The demo as it stands provides a good idea what a TEITOK version of the EHRI editions can do. But there are several aspects of the demo that have to be adapted before the interface can be made public, and for that several decisions would have to be made first. The most important decision would be whether to use the TEITOK interface for the EHRI editions, and if so, in which way: as an alternative interface providing only the search functions, as fully functional alternative platform presenting the entire project, or even as the main platform for the presentation of the editions, where editing is done in TEITOK. And depending on that choice, various other choices have to be made: whether to present it as a CLARIAH-CZ corpus or change the layout to the EHRI style, and on which server to host the corpus.

The current demo only contains the German transcriptions of the letters, while many documents are available both in their original language and in German translation. What is yet to be decided is what to do with those different languages – and TEITOK provides various options to deal with this, and it is still to be decided which would work best for the EHRI editions. The three main options are to treat the translation (or rather the original) as a metadata field in much the same way the transcription is used in Omeka – searchable, but without a direct link to the position in the text. Or to provide a translation for each sentence in the document, which makes it possible to provided all sentences with their translation below, and makes searches point to the correct sentence though not to the word directly; or to see the translation as a full tokenized transcription in its own right, potentially with links to the original at various levels.

Another thing that is not yet done in this demo is to lemmatize the words in the document, and provide them with a so-called part-of-speech label. The reason to do that is, in case of EHRI, to be able to search by lemma – that is to say, if we are looking for the word verfassen, we would also like to find the inflected form verfasst in the text. This is made easy by lemmatizing all the words in the text – ie. by providing each word node in the XML document with an attribute that specifies the kind of word it is (VERB), as well as it lemmatized form (verfassen). The search language used in TEITOK then makes it easy to search for words by their lemma, and not by the form by which they appear in the text.

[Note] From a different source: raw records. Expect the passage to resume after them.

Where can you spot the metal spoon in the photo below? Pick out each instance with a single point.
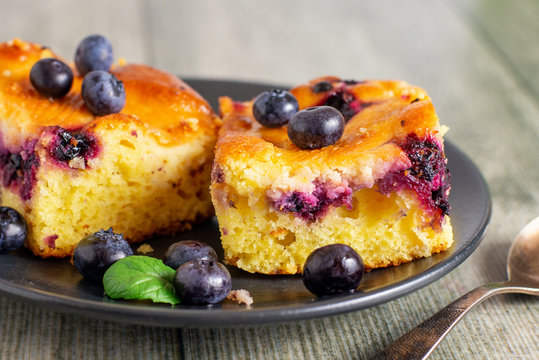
(523, 277)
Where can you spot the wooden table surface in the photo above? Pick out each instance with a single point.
(479, 61)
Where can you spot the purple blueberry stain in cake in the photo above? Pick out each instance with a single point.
(428, 175)
(217, 175)
(18, 168)
(50, 241)
(345, 102)
(65, 146)
(322, 86)
(312, 206)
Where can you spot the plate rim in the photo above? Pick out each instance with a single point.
(198, 317)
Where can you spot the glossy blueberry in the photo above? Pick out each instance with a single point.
(103, 93)
(274, 108)
(51, 78)
(333, 269)
(95, 253)
(13, 229)
(316, 127)
(68, 146)
(93, 53)
(202, 282)
(181, 252)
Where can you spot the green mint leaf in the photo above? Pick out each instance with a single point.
(140, 277)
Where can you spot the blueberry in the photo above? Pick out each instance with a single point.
(316, 127)
(93, 53)
(103, 93)
(274, 108)
(181, 252)
(202, 282)
(333, 269)
(51, 78)
(95, 253)
(70, 145)
(13, 229)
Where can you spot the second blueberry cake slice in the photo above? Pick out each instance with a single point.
(382, 188)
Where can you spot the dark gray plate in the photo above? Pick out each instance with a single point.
(56, 285)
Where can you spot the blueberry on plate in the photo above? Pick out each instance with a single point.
(51, 77)
(95, 253)
(202, 282)
(274, 108)
(93, 53)
(316, 127)
(333, 269)
(13, 229)
(181, 252)
(103, 93)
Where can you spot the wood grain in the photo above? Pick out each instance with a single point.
(478, 61)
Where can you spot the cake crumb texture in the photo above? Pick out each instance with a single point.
(146, 171)
(381, 189)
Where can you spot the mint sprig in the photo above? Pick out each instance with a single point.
(141, 277)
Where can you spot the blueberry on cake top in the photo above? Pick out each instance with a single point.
(142, 171)
(382, 188)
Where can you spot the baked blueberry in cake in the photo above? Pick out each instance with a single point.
(381, 187)
(143, 171)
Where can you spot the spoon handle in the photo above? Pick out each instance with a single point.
(419, 342)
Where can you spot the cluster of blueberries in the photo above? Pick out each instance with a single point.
(200, 278)
(311, 128)
(101, 91)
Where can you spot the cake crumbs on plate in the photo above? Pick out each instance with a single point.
(145, 249)
(241, 296)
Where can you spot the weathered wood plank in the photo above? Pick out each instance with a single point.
(510, 31)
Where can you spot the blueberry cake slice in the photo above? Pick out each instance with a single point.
(143, 171)
(381, 189)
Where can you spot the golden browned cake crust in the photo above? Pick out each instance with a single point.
(382, 188)
(154, 98)
(147, 174)
(370, 138)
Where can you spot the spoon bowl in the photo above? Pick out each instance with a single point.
(523, 259)
(523, 277)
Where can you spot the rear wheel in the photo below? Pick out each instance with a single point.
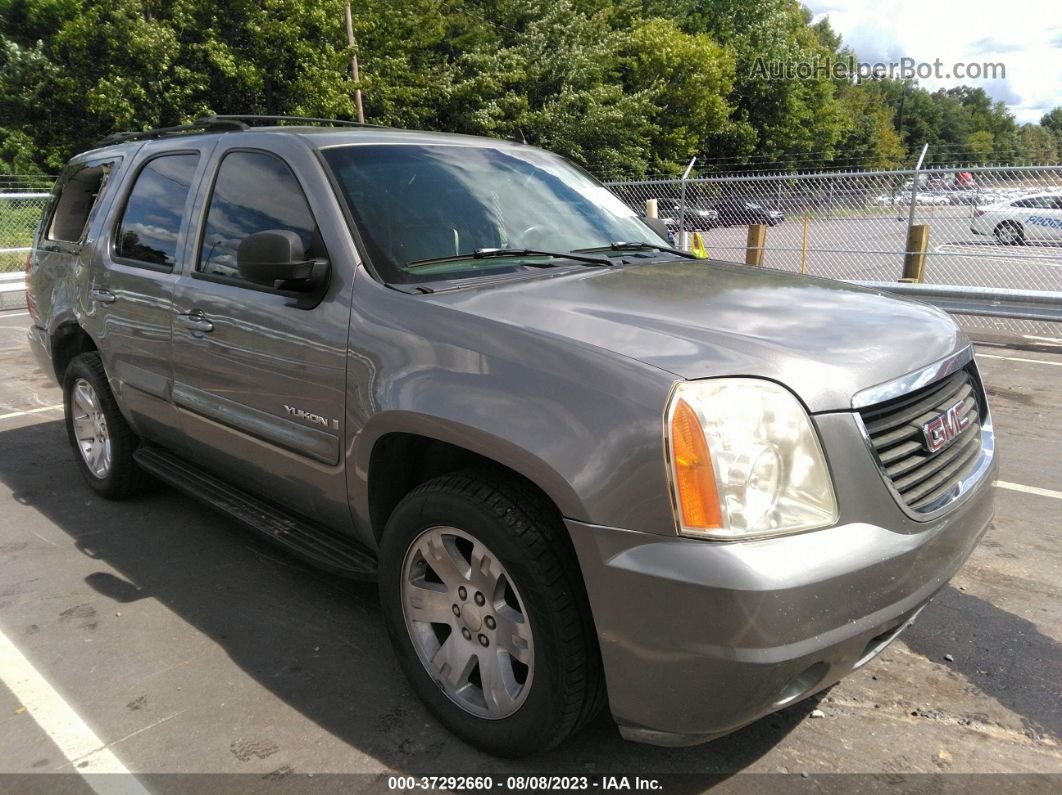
(487, 614)
(1010, 232)
(102, 441)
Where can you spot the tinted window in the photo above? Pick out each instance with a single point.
(151, 223)
(1040, 203)
(254, 192)
(78, 196)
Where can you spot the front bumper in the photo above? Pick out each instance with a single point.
(700, 638)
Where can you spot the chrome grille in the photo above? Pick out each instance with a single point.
(923, 479)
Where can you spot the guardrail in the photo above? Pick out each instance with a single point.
(1025, 305)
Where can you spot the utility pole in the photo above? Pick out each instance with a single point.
(354, 66)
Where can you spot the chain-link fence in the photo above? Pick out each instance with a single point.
(990, 227)
(21, 203)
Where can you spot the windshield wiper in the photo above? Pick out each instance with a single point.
(637, 245)
(503, 253)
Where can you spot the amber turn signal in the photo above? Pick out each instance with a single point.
(694, 474)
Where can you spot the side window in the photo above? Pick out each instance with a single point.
(155, 209)
(254, 192)
(78, 195)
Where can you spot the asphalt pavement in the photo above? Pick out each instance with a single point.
(164, 639)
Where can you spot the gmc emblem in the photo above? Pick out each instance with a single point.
(942, 429)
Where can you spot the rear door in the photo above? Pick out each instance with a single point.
(259, 376)
(140, 252)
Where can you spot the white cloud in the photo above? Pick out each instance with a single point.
(1023, 35)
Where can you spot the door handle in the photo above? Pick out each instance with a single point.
(197, 322)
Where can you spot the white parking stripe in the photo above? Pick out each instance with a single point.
(1018, 359)
(31, 411)
(85, 750)
(1030, 489)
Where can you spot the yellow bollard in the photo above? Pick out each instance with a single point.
(803, 248)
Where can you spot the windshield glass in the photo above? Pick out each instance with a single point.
(414, 204)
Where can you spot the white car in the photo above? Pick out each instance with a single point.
(1037, 217)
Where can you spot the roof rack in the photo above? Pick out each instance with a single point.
(226, 123)
(308, 120)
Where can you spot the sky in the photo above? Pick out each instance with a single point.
(1024, 35)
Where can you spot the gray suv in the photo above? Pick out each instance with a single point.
(583, 467)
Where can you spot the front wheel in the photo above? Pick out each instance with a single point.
(102, 441)
(487, 614)
(1010, 232)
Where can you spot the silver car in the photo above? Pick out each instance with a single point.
(1033, 218)
(583, 467)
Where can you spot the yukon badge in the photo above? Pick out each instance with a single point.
(315, 418)
(942, 429)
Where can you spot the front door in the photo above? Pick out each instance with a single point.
(259, 376)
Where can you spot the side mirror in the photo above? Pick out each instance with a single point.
(272, 256)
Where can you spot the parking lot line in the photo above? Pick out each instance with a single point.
(10, 415)
(1030, 489)
(79, 743)
(1018, 359)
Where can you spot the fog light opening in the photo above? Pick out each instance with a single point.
(803, 685)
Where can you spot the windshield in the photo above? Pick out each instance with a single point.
(415, 204)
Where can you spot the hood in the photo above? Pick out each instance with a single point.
(824, 340)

The set-up of TEITOK at LINDAT provides not only a TEITOK corpus (which uses the Corpus WorkBench as a backend) but also a Kontext corpus from the same data – Kontext is a completely independent search interface that might offer better results for certain people, so it would also be needed to see where and how to integrate the presentation in Kontext.

And of course, there might be functionalities that are missing or are not working in the most expected way – especially in cross-discliplinary collaborations, it always takes same time to figure out how to best match the expectations of the target audience with existing tools. So more than anything else, the current document is designed as a point of departure, to demonstrate what advantages the token-based approach brings to the EHRI editions, and to open the discussion on where to go from here.